House sales also declined three per cent between May and June to 96,370, according to HMRC figures.
The Office for National Statistics’ house price index last week revealed that house price growth in May slowed to its lowest annual rate in almost five years.
On average though, UK prices have risen 3% in the year to May, despite dropping 3.5 % in April and to the lowest annual growth rate in six years, said the ONS.
Kevin Roberts, director, Legal & General Mortgage Club, said: ‘Overall housing transaction figures are stagnant.
‘Barriers to moving, such as stamp duty and the high price of property in our urban areas, means that for many the maxim remains “improve, not move”, as they seek to renovate or develop their homes, rather than move up the housing ladder.
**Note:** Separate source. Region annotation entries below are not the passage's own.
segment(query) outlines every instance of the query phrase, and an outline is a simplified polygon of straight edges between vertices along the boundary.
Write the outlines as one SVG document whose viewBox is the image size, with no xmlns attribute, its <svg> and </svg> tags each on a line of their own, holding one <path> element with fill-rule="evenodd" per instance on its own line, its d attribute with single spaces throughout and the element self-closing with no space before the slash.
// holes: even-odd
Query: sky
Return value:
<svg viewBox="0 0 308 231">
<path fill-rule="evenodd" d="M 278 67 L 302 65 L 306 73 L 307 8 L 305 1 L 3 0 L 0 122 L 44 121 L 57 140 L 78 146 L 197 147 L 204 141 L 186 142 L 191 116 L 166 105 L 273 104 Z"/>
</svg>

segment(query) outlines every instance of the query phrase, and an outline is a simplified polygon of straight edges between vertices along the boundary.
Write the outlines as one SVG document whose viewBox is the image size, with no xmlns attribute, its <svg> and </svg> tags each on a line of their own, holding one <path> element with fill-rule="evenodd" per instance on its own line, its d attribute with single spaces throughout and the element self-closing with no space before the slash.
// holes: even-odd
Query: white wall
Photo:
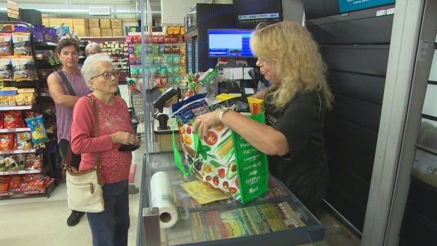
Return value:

The biggest factor is housing supply.”
‘The nation simply hasn’t built enough new homes over the last decade to keep up with demand.’
Jeremy Leaf, former RICS residential chairman, now a north London estate agent said the transaction numbers were a better indicator of market strength than house prices, reflecting the economic and political uncertainty.
‘We certainly would have expected higher figures bearing in mind the spring buying season is generally the best for the property market.
‘However, we are not really surprised when, on the ground, we are seeing fewer buyers nervously trying to negotiate best possible terms and transaction times lengthening as a result.
‘We don’t expect to see any great change but have noticed more listings and viewings in the past month or so, which hopefully will be reflected in slightly higher transaction numbers later in the year.’
This week experts warned that an increase in lenders placing down valuations on properties could signal a growing anxiety over the state of the housing market.
In the past two years, the number of sales resulting in a ‘down valuation’ has increased from one in 20 to one in five – the highest level since the 2008 financial crash.